Recipes with a summer feel that are easy on the waistline
The sun may be shining, but it is far from warm around Shepherdstown. The wind howls and the temperatures are low. Often times people turn to comfort food to warm themselves: hot apple pie, hot chocolate or sweets. Those foods are known to make you sleepy and are hard on the waistline.
Try retraining your taste buds. Citrus flavors can remind you of a nice summer afternoon. Citrus scent is known to perk you up.
Citrus rice salad
1 c. cooked rice
1 c. diced cucumber
1/2 c. dried apricots
1/2 c. mandarin oranges
1/4 c. sunflower seeds
2 diced green onion
2 tbsp chopped fresh coriander or parsley
1 tsp grated lemon or lime rind
3 tbsp lemon or lime juice
1 tbsp sesame oil
1 tsp granulated sugar
1/4 tsp ground cumin
1/4 tsp coriander
Cook the rice and let it cool. Add the other ingredients. Mix the other ingredients in a small bowl. Using a whisk helps to reduce lumps. Pour over the rice mixture.
This can be served on a bed of lettuce as a nice light lunch, or it can be served as a side dish.
Recipe makes eight servings of 1/2 cup, 182 calories per serving.
From Heart and Stroke Foundation Cookbook
How about a nice bowl of fruit and yogurt to kick start your morning?
1 cup of vanilla yogurt
1 tbsp mayonnaise
1/4 tsp grated orange peel
2 tbsp orange juice
2 c. strawberries sliced
1 medium kiwi, peeled and chopped
1 1/2 c. seedless grapes
1 c. mandarin oranges
3 tbsp of dried cranberries
Mix the yogurt, mayonnaise, orange peel and orange juice, set aside. Mix the remaining ingredients. Serve over the yogurt mixture. The recipe makes one serving at 90 calories.
The yogurt mixture can also be used as a fruit dip served with chunks of fruit and party toothpicks.
From Betty Crocker Holiday Entertaining
How about a Guava Citrus Ginger Punch?
6 c. guava juice
4 c. orange juice
2 tbsp honey
1 2-inch piece of fresh ginger, sliced
optional: 1 c. Scotch whiskey
In a saucepan over medium heat, add guava juice, orange juice, honey and ginger. Heat the mixture for three to four minutes until almost boiling. Turn off heat. Now is when you would add the scotch. Strain into a heat resistant mug, garnish with an orange slice.

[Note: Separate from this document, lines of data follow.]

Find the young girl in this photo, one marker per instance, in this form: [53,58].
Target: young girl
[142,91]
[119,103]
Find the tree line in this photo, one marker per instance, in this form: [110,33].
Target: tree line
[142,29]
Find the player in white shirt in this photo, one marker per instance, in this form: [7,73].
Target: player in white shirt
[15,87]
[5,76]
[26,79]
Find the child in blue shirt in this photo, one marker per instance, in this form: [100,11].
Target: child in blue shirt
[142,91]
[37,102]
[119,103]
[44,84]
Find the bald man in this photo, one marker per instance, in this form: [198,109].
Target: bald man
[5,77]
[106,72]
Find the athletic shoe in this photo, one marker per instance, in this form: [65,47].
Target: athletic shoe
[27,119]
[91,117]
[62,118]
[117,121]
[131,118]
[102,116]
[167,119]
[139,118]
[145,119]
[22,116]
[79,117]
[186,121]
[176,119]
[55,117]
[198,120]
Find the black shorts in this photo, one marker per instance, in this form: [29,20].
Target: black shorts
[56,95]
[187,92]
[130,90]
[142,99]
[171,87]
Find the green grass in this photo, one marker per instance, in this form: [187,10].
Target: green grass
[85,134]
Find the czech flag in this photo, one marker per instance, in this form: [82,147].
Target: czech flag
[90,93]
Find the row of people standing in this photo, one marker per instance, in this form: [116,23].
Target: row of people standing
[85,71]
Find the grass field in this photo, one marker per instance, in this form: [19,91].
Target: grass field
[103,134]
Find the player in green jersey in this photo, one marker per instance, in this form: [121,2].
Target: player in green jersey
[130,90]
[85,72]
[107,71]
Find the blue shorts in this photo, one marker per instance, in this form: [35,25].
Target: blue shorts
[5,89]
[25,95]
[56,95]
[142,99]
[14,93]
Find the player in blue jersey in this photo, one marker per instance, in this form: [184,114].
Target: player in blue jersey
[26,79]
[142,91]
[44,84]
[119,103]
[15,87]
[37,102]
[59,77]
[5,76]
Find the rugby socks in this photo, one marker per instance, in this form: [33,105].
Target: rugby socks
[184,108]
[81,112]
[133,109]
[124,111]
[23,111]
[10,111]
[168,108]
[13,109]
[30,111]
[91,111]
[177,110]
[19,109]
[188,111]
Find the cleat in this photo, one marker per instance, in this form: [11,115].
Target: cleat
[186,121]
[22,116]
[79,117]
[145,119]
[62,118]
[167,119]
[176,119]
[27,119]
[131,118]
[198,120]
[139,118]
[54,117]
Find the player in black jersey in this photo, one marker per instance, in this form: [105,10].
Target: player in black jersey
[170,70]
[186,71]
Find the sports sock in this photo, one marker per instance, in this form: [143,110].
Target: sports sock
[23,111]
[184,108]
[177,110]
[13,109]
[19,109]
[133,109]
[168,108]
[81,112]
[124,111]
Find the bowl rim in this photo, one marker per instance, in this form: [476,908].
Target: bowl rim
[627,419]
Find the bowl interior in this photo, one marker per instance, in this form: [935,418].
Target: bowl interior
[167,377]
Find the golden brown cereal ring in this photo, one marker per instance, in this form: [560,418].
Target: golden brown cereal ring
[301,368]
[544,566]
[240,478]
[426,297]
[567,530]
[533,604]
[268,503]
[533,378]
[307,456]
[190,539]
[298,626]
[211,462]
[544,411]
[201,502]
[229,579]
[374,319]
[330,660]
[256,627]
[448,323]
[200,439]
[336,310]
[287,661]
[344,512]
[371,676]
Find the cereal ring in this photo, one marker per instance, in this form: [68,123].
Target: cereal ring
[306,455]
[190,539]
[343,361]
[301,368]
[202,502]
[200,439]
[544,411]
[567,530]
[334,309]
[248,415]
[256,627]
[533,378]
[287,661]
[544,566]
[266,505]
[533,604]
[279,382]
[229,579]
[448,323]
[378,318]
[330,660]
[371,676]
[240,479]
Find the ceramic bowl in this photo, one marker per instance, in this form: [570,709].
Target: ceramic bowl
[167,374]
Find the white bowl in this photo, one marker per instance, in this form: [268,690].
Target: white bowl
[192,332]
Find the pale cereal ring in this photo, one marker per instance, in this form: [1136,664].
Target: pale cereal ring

From Food and Drink Holiday 2009 (Liquor Control Board Ontario magazine)
If you still want to turn to some comfort food how about a bowl of nice, hot soup? It heats up quickly, and you can make it ahead of time.
1 8 oz. can of salmon
2 tsp olive oil
1/2 c. chopped onion and celery
1/4 c. chopped green pepper
1 clove of garlic minced
3 c. diced potatoes
1 c. diced carrots
1 c. each chicken stock and water
1/2 tsp each coarse pepper and dill seed
1 c. diced zucchini
1 can (14 oz.) 2 percent evaporated milk
1 can (10 oz.) cream-style corn
1/2 c. chopped parsley
In a large nonstick saucepan, heat oil over medium heat; cook onion, celery, green pepper and garlic, stirring often, for five minutes or until vegetables are tender. Add potatoes, carrots, chicken stock, water, coarse pepper and dill seed; bring to a boil. Reduce heat, cover and simmer for 20 minutes or until vegetables are tender. Add zucchini, simmer covered for five minutes.
Add salmon, evaporated milk, corn and pepper to taste. Cook on low heat just until heated through. Just prior to serving, add the parsley.
Makes four servings each 1 3/4 cups at 359 calories a serving.
Maybe you are home with the children all day and trying to figure out how to entertain them. You can get them to assist with some of the preparation – peeling carrots with a safe peeler, buttering the bread for grilled cheese, picking the ingredients of a fruit smoothie and learning to work the blender.
Or you can study a foreign country, maybe where it is warm. Go on the Internet, look at the fun things happening there and then try some of its cuisine. Let the children have some input on the choice. Next, go to the grocery store and let them try to find some of the new ingredients.
Here’s one from Asia. Wonton wrappers, square rice noodle, are available in the produce section. You can fill them with a variety of things and then you cook them in hot vegetable oil. It is recommended to cook the item before it goes in the wonton because the wontons cook quickly and an uncooked item inside might not get cooked thoroughly.
Rub the edge of each wonton with a wet paper towel. Put a small amount of filling in each one. Fold the wonton and press the sides shut. Carefully place it in the hot oil and remove with a slotted spoon when it turns golden. It is quite time consuming, but so delicious.
One tried and true favorite is a small blanched piece broccoli and a smear of cream cheese. The combinations are limitless – chicken and a slice of ginger, grilled mushrooms and pepper jack cheese.